26 March 2009

Will it scale?

Posters are big. That's why they’re posters, not pages.

This means that posters generally are not WYSIWYG. No matter how you set your computer monitor, you can’t really see how your poster going to look full size on the paper until it’s printed. (An exception might be if you’re making your poster by tiling together a series of smaller, individual pages.) This is an issue that PowerPoint presenters never have to deal with – they can see on their screen if the graphics are coming up short.

If you have any graphics in your poster at all, this can be a problem. Graphics that look fine on the computer screen can look really bad when printed full size, if you’re not careful. This can be avoided if you understand the two basic kinds of graphics out there.

Vector graphics (top) describe shapes mathematically. Because the underlying equation for a square or circle or line never changes, as you increase the size, the image is displayed at the best resolution the printer or screen is capable of. Probably the best known vector format is *.wmf or *.emf.

Bitmap graphics (below) create images from many small, square pixels. This means that as you zoom in or enlarge, eventually you will hit the point where you start to see jagged edges. This is why high pixel numbers are one of the desirable features that people look for when buying a digital camera.
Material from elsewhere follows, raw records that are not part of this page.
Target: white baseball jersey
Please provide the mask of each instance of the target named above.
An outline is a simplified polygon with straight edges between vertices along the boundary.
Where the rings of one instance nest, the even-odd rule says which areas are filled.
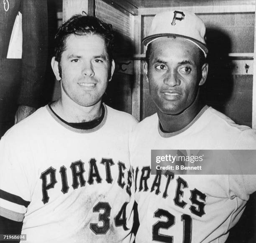
[[[156,114],[146,118],[131,140],[140,223],[136,243],[225,242],[256,190],[256,175],[175,175],[169,170],[151,175],[151,150],[255,149],[256,131],[207,106],[178,132],[163,133],[159,123]]]
[[[23,220],[27,242],[132,241],[128,140],[136,121],[105,110],[99,125],[80,130],[46,106],[0,141],[0,215]]]

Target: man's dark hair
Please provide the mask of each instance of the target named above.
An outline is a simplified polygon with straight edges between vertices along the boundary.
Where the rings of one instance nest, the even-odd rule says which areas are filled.
[[[59,63],[61,54],[67,48],[67,38],[72,34],[77,35],[94,34],[102,36],[105,41],[109,60],[111,61],[113,59],[113,34],[111,25],[94,17],[76,15],[65,22],[55,35],[54,55]]]

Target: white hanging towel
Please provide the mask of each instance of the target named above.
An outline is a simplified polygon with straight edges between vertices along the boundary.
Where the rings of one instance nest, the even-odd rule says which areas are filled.
[[[21,59],[22,56],[22,15],[19,12],[16,16],[15,22],[11,35],[8,58]]]

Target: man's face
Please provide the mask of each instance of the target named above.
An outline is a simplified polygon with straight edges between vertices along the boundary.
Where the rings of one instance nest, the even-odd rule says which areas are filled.
[[[93,105],[101,101],[114,68],[104,40],[97,35],[72,34],[66,44],[60,63],[52,61],[59,80],[58,64],[61,68],[61,98],[83,106]]]
[[[151,43],[144,74],[151,97],[162,113],[177,115],[189,107],[205,82],[207,65],[201,67],[200,50],[181,38],[162,38]]]

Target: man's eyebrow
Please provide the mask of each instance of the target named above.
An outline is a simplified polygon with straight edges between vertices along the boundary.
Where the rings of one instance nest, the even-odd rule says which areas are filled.
[[[107,57],[105,55],[98,55],[93,57],[94,58],[102,58],[104,60],[107,60]]]
[[[164,63],[164,64],[166,64],[167,62],[164,61],[164,60],[162,60],[160,58],[155,58],[153,59],[153,63]]]
[[[81,56],[74,54],[71,54],[68,56],[68,59],[70,59],[71,58],[82,58]]]
[[[188,60],[184,60],[182,62],[179,62],[179,64],[180,65],[184,65],[184,64],[192,64],[192,63]]]

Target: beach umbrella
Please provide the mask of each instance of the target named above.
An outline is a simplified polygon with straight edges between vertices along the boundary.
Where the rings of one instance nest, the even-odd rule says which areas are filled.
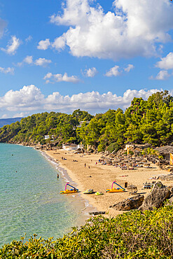
[[[120,160],[119,159],[114,159],[114,162],[120,162]]]
[[[142,158],[136,158],[136,160],[137,160],[137,161],[141,161],[141,160],[142,160]]]

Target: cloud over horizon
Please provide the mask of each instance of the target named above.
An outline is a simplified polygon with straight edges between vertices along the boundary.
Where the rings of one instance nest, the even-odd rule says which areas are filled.
[[[21,41],[15,36],[12,36],[11,40],[8,43],[6,48],[1,48],[1,50],[8,55],[15,55],[20,44]]]
[[[34,85],[25,85],[19,90],[8,91],[0,97],[0,111],[20,113],[36,111],[57,111],[71,113],[77,108],[84,109],[95,113],[104,112],[109,108],[126,108],[134,97],[147,99],[153,93],[160,91],[127,90],[123,96],[117,96],[111,92],[100,94],[99,92],[88,92],[63,96],[59,92],[54,92],[45,97],[40,89]]]
[[[81,81],[77,76],[68,76],[67,73],[64,73],[64,75],[62,75],[61,74],[53,74],[52,73],[49,72],[44,76],[43,79],[46,80],[46,83],[55,83],[55,82],[69,82],[77,83]]]
[[[53,15],[50,22],[69,28],[53,43],[41,41],[37,48],[61,50],[67,46],[74,56],[118,60],[156,55],[158,43],[171,40],[173,7],[168,0],[115,0],[106,13],[94,4],[64,1],[62,14]]]

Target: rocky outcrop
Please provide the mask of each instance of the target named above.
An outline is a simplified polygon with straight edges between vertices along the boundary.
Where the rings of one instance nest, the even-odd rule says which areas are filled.
[[[140,211],[153,210],[162,206],[163,202],[169,198],[171,191],[161,182],[155,183],[151,192],[144,200],[142,205],[139,208]]]
[[[138,209],[142,204],[144,199],[144,195],[138,195],[110,206],[109,208],[113,208],[117,211],[130,211],[130,209]]]

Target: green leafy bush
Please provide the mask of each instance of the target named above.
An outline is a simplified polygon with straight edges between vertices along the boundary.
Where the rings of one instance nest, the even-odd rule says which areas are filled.
[[[172,258],[173,205],[92,218],[55,241],[36,235],[0,249],[1,258]]]

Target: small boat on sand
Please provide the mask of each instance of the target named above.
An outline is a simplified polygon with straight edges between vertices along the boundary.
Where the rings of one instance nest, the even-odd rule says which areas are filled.
[[[72,189],[68,190],[67,187],[70,186]],[[76,189],[75,187],[71,186],[69,183],[67,183],[65,186],[65,190],[61,191],[60,194],[69,194],[69,193],[76,193],[78,192],[78,189]]]
[[[95,195],[103,195],[103,192],[95,192]]]
[[[84,194],[93,193],[93,189],[88,189],[88,190],[85,190],[84,192],[83,192],[83,193],[84,193]]]
[[[113,183],[116,184],[118,187],[116,188],[113,188]],[[116,181],[113,181],[111,186],[111,189],[107,189],[106,192],[125,192],[125,189],[120,186],[119,184],[116,183]]]

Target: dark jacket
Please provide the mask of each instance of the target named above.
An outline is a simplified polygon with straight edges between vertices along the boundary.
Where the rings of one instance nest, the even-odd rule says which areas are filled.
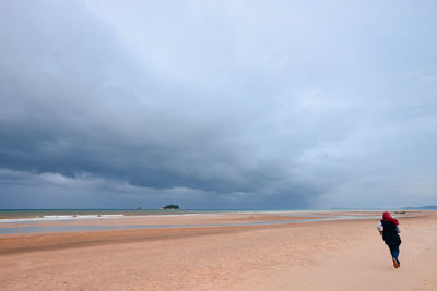
[[[397,226],[393,222],[387,222],[381,220],[383,232],[383,242],[389,246],[399,246],[401,244],[401,238],[398,234]]]

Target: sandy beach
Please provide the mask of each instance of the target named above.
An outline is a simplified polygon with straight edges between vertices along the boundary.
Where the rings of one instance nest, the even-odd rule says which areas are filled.
[[[435,290],[437,213],[398,219],[399,269],[376,230],[376,218],[215,226],[284,217],[274,213],[131,217],[86,223],[180,227],[1,234],[0,289]],[[189,225],[200,227],[185,227]]]

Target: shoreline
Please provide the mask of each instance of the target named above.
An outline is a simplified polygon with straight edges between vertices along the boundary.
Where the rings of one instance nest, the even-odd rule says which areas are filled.
[[[149,219],[202,223],[260,218],[232,214]],[[403,241],[399,269],[371,218],[3,234],[0,283],[7,290],[434,290],[437,211],[397,218]],[[144,218],[113,222],[137,219]]]

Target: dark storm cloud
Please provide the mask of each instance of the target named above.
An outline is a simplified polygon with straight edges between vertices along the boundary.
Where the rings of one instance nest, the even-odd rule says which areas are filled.
[[[432,2],[0,5],[3,207],[433,202]]]

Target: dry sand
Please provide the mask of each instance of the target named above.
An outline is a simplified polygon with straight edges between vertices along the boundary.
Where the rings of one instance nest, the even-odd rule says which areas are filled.
[[[176,225],[283,218],[232,214],[163,219]],[[376,222],[1,234],[0,289],[437,290],[437,214],[400,218],[399,269]]]

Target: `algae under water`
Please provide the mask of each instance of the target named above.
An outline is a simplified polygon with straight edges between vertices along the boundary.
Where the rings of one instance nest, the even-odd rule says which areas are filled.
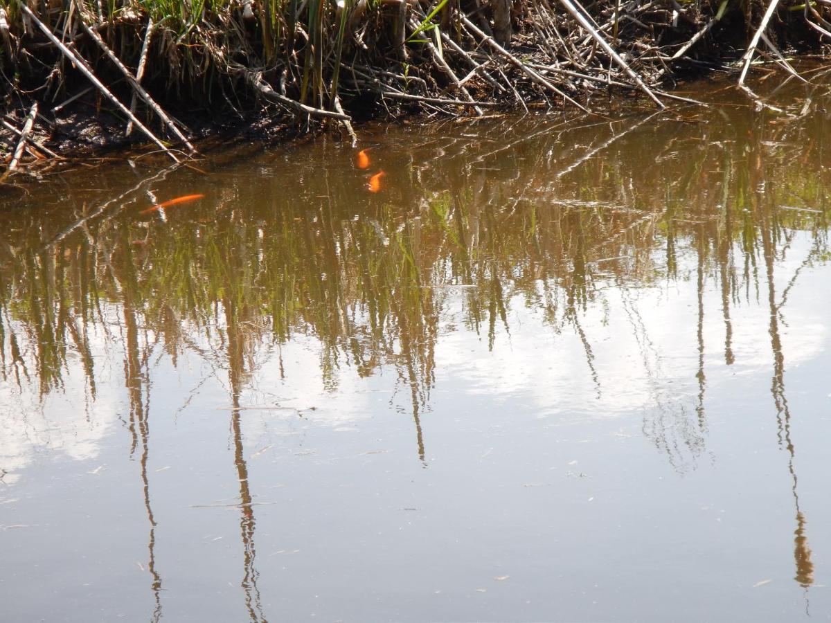
[[[2,618],[831,616],[831,100],[718,97],[0,205]]]

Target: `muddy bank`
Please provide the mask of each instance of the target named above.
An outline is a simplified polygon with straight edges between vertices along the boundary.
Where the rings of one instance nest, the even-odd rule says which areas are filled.
[[[755,62],[795,74],[783,51],[819,49],[825,11],[778,0],[243,0],[199,12],[2,0],[0,174],[128,145],[179,160],[208,136],[332,131],[356,144],[356,122],[373,118],[602,112],[610,93],[661,109],[694,101],[671,92],[679,77],[714,69],[735,71],[773,110],[747,75]]]

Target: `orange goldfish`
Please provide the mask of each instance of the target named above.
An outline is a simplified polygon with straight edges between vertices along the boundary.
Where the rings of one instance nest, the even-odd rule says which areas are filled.
[[[369,179],[369,184],[366,184],[366,188],[369,189],[371,193],[377,193],[381,190],[381,179],[386,174],[386,171],[379,171]]]
[[[203,197],[204,197],[204,194],[185,194],[182,197],[177,197],[175,199],[168,199],[167,201],[163,201],[160,204],[156,204],[152,208],[148,208],[146,210],[141,210],[139,213],[147,214],[150,212],[155,212],[162,208],[170,208],[171,205],[178,205],[179,204],[186,204],[189,201],[201,199]]]
[[[356,164],[358,169],[369,169],[369,155],[366,153],[366,150],[361,150],[358,152]]]

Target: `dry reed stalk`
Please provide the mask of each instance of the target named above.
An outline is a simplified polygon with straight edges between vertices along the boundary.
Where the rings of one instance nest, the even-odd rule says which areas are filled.
[[[12,161],[9,162],[6,172],[0,176],[0,184],[5,182],[6,179],[17,170],[17,164],[20,163],[20,158],[23,155],[23,147],[26,146],[26,140],[28,138],[29,133],[35,125],[35,117],[37,116],[37,102],[36,101],[32,105],[32,108],[29,109],[29,114],[26,117],[26,123],[23,124],[23,129],[20,132],[20,139],[17,140],[17,145],[14,148],[14,153],[12,155]]]
[[[0,120],[0,123],[2,123],[2,126],[4,128],[6,128],[6,130],[7,130],[9,132],[16,134],[17,136],[22,136],[23,133],[21,132],[19,130],[17,130],[16,127],[14,127],[14,125],[12,125],[12,124],[10,124],[8,121],[7,121],[5,120]],[[26,142],[28,143],[30,145],[34,145],[34,147],[36,149],[37,149],[40,151],[42,151],[47,155],[52,156],[52,158],[60,158],[61,157],[57,154],[56,154],[54,151],[52,151],[52,150],[50,150],[48,147],[47,147],[46,145],[44,145],[42,143],[41,143],[40,141],[35,140],[31,136],[27,136],[26,137]]]
[[[96,86],[96,87],[104,95],[105,97],[106,97],[108,100],[110,100],[110,101],[115,104],[116,106],[121,110],[121,112],[125,113],[128,117],[130,117],[130,119],[132,120],[133,123],[135,124],[135,126],[142,132],[144,132],[145,135],[147,136],[147,138],[149,138],[150,140],[152,140],[153,143],[155,143],[156,146],[158,146],[162,151],[164,151],[165,154],[166,154],[169,158],[170,158],[174,162],[179,162],[179,159],[176,158],[176,155],[172,151],[170,151],[165,145],[165,144],[162,143],[156,137],[155,135],[154,135],[150,130],[148,130],[145,126],[145,125],[141,123],[141,121],[136,119],[135,115],[130,111],[130,109],[127,108],[125,105],[124,105],[124,104],[122,104],[120,101],[117,97],[116,97],[116,96],[111,93],[109,89],[107,89],[104,86],[104,84],[100,80],[98,80],[97,77],[96,77],[96,75],[92,73],[92,71],[86,66],[86,64],[83,61],[83,59],[77,53],[73,52],[71,50],[66,47],[63,43],[61,43],[61,41],[57,37],[55,37],[55,35],[52,34],[52,31],[49,30],[47,25],[44,24],[42,22],[41,22],[40,19],[38,19],[37,16],[35,15],[34,12],[32,12],[31,8],[29,8],[25,4],[21,4],[20,7],[23,11],[23,12],[27,15],[27,17],[28,17],[28,18],[31,19],[37,26],[37,27],[41,29],[43,34],[47,36],[47,38],[48,38],[49,41],[51,41],[57,47],[57,49],[61,52],[61,54],[63,54],[67,58],[67,60],[69,60],[76,67],[78,68],[79,71],[81,71],[84,76],[86,76],[86,78],[92,84]]]
[[[565,101],[568,101],[572,105],[579,108],[583,112],[585,112],[585,113],[588,113],[589,112],[589,110],[588,109],[586,109],[586,107],[583,106],[582,104],[580,104],[579,102],[578,102],[577,101],[575,101],[572,97],[569,97],[568,95],[566,95],[565,93],[563,93],[558,88],[557,88],[556,86],[554,86],[554,85],[553,85],[550,81],[547,81],[545,78],[543,78],[538,73],[537,73],[533,69],[531,69],[529,66],[528,66],[528,65],[526,65],[522,61],[520,61],[519,58],[517,58],[516,56],[514,56],[509,52],[508,52],[505,48],[504,48],[502,46],[500,46],[496,42],[496,40],[494,39],[494,37],[489,37],[489,35],[485,34],[484,31],[482,31],[481,29],[479,29],[473,22],[471,22],[466,17],[465,17],[465,16],[462,17],[462,22],[470,31],[472,31],[475,35],[477,35],[480,39],[482,39],[488,45],[489,45],[498,54],[499,54],[500,56],[504,56],[511,65],[513,65],[517,69],[519,69],[523,73],[524,73],[526,76],[528,76],[531,79],[532,81],[536,82],[540,86],[543,86],[545,89],[552,91],[555,95],[559,96]]]
[[[779,0],[775,1],[779,2]],[[560,0],[560,3],[565,7],[566,11],[568,11],[568,13],[577,20],[578,23],[580,24],[580,26],[592,36],[592,38],[597,42],[597,45],[603,48],[606,53],[612,56],[612,59],[617,63],[624,71],[626,71],[627,75],[635,81],[635,84],[640,87],[641,91],[646,93],[652,101],[657,104],[658,108],[666,107],[664,105],[663,102],[661,101],[661,100],[656,97],[655,94],[652,93],[648,86],[647,86],[644,81],[641,80],[641,76],[638,76],[632,69],[632,67],[629,66],[627,61],[621,58],[621,56],[612,49],[612,46],[610,46],[607,42],[606,39],[603,38],[602,35],[601,35],[597,29],[589,23],[588,20],[583,14],[583,12],[581,12],[580,10],[578,10],[578,7],[579,7],[582,11],[585,11],[577,0],[573,0],[573,0]]]
[[[162,123],[165,124],[167,129],[170,130],[177,139],[182,141],[182,143],[190,150],[191,154],[195,154],[196,148],[194,147],[190,144],[190,141],[188,140],[187,137],[182,134],[181,131],[179,131],[179,128],[176,127],[175,124],[174,124],[173,120],[168,116],[167,113],[162,110],[161,106],[156,104],[155,101],[150,97],[150,93],[148,93],[145,88],[139,84],[135,76],[133,76],[130,70],[124,66],[124,63],[121,62],[120,59],[116,56],[106,43],[104,42],[104,40],[101,39],[101,36],[90,28],[90,27],[84,22],[83,18],[80,21],[81,27],[83,28],[84,32],[86,32],[92,41],[98,45],[98,47],[104,52],[105,56],[106,56],[106,57],[112,61],[113,65],[118,67],[124,77],[127,79],[127,82],[129,82],[130,86],[133,87],[134,93],[137,93],[139,96],[145,101],[147,106],[156,114],[156,116],[161,120]],[[132,111],[130,111],[130,114],[132,114]]]
[[[141,43],[141,52],[139,54],[139,66],[135,70],[135,81],[138,84],[141,84],[141,80],[145,77],[145,67],[147,65],[147,52],[150,47],[150,37],[153,36],[153,28],[155,24],[153,22],[153,17],[147,18],[147,30],[145,31],[145,40]],[[135,112],[135,105],[138,101],[138,96],[133,93],[133,96],[130,100],[130,111]],[[133,122],[129,121],[127,123],[127,129],[125,130],[125,135],[130,136],[133,132]]]

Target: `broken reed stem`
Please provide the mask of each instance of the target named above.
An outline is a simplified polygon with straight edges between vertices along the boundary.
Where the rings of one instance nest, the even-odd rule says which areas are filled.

There are many different bitmap file formats, but the best know are *.jpg, *.gif, *.png, and *.tif.

Currently, pixel based graphics rule the roost, thanks to the web and digital cameras. Search Google Images for anything, and you will find images made from pixels. Although there is a recommended format for vector graphics on the web, it’s very hard to find any examples on the web.

Many people make the mistake of taking a low-resolution bitmap image from a website – commonly a university or company logo – then put it on a poster and print it at several hundred times the size it was intended for display it. The results are invariably horrible, jagged images.

If you’re likely to be doing poster presentations routinely, you should invest in a graphics package that can create and edit vector-based images. Unfortunately, these tend to be the more high-end, specialty programs like Adobe Illustrator and CorelDRAW!. But the results are worth it.